The MSVC help files say that a call to free() with an invalid pointer,
that is, one not previously associated with a call to malloc,calloc etc, may not function correctly.
However, what if a block of memory is assigned to a pointer with malloc, then the address of the memory block is hashed, and the address of the memory block is later returned to the original pointer...will free() function correctly under these conditions ?
What I need to do is this:
dynamically allocate an unknown number of memory blocks of unknown sizes, which can be retrived and accessed in an unknown order. At any time, a particular block of memory might become redundant and therefore, preferably, should be deleted (freed).
The hashed address system apears to works fine, but I cannot tell if the redundant pages are really being de-allocated by free().
Can any one help, or suggest a better method?
When you dynamically allocate memory to a pointer, you should not readjust that pointer, but rather assign a new pointer to the allocated pointer and than traverse the allocated memory:
The reason for this is due to the fact that if the allocated pointer s_name is moved, than you might have trouble freeing the memory block.
char *s_name = (char*)malloc(sizeof(char)*10);
char *p_current = s;
//do stuff with p_current
This is about as far as I know. When passing the allocated array or structure or whatever type into a function, I think that it works like an ordinary char array, but the pointer in the caller still points to the beginning of the allocated memory so it is safe to mess with the parameter passed into the called function. Not 100% sure about this though.
> However, what if a block of memory is assigned to a pointer with malloc, then the address of the memory block is hashed, and the address of the memory block is later returned to the original pointer...will free() function correctly under these conditions ?
A pointer is a number. This number represents a memory address. So long as you pass the address that you received from malloc to free, your block will be freed. It doesn't matter if you hashed it, added 73 to it or whatever in the middle - it's a number, not a magic stone.
The debug libraries of your compiler should trap invalid calls to free(), in any event.

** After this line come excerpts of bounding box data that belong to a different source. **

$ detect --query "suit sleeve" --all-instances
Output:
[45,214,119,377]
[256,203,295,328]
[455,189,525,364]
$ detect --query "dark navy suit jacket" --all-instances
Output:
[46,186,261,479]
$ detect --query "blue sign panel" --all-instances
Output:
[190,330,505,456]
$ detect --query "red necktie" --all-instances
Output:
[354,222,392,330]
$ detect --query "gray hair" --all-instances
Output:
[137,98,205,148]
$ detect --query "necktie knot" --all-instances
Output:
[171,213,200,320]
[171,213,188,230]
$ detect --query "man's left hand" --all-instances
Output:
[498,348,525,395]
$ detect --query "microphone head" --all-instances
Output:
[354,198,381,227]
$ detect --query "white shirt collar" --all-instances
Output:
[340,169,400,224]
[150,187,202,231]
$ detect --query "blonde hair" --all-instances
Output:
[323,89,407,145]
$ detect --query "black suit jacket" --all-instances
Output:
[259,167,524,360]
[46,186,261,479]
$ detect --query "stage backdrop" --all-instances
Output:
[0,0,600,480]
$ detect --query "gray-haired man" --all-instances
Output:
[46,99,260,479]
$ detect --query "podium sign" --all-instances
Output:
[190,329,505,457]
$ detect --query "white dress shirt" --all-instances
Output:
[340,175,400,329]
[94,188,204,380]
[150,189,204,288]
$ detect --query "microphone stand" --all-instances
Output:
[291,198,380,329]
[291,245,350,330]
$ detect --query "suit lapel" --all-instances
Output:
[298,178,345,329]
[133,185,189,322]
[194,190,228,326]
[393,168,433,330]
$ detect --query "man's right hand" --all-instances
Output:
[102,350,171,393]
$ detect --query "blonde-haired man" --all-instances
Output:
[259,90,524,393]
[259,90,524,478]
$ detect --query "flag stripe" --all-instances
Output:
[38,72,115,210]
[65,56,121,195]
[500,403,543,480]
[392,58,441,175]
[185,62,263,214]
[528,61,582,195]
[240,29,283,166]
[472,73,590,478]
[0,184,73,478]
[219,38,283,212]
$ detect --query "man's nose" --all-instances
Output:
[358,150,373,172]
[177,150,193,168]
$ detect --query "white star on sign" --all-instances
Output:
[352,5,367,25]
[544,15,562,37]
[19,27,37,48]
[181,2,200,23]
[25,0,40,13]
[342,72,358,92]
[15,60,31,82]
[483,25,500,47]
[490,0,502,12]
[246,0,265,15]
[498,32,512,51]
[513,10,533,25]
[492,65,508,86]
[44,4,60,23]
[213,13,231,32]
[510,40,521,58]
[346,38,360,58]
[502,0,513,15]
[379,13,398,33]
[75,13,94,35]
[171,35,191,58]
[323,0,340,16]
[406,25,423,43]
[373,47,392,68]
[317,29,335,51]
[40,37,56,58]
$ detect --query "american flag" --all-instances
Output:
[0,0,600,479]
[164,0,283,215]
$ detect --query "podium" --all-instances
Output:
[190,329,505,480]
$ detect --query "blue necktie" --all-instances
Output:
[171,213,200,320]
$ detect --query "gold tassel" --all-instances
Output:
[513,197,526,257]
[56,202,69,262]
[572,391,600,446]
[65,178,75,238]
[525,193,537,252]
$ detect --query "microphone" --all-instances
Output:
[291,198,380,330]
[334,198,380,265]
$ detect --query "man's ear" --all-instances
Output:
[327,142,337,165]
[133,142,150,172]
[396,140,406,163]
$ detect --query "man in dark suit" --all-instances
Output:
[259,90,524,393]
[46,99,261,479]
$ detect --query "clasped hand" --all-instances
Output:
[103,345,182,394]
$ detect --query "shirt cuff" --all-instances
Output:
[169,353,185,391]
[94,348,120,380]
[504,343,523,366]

Yeah basically don't write code like this
while(curr != NULL)
curr = curr->next;
thanks for the advice.
but Esss, the problem is, how does the free() function know how much memory to return to the heap?
I am presuming the size of the block is recorded somewhere when memory is allocated, or am i missing something?
When you allocate with malloc(), extra bytes are used for bookkeeping. free() will then use this information to release the correct amount of memory.
The size of the block is specified when you use malloc, it is SIZE which could represent any int.
char *mptr gets an address but it also knows how much space is reserved as in a block of addresses. This is likely a lower level characteristic of a pointer, that is, to know its size. When you use free you only need specify the address recieved by char*mptr. You can not move char *mptr to the middle of the block and use free, it has to be at the address returned by malloc.
#DEFINE SIZE 10;
char *mptr = (char*) malloc (sizeof(char) * SIZE);
int size = 10;
char *mptr = (char*) malloc(sizeof(char) * size);
char *mptr = (char*)malloc(sizeof(char) * 10);
You could however do this:
//assign a new pointer to address returned by malloc
char *freep = mptr;
//move original pointer
//free allocated block
thanks, thats excellent news for my program :)
The thing i was unsure about was whether the book-keeping
information was stored relative to the memory block, or relative to
the pointer used with malloc, if it had bee the latter case then there would be a problem freeing memory using its address only.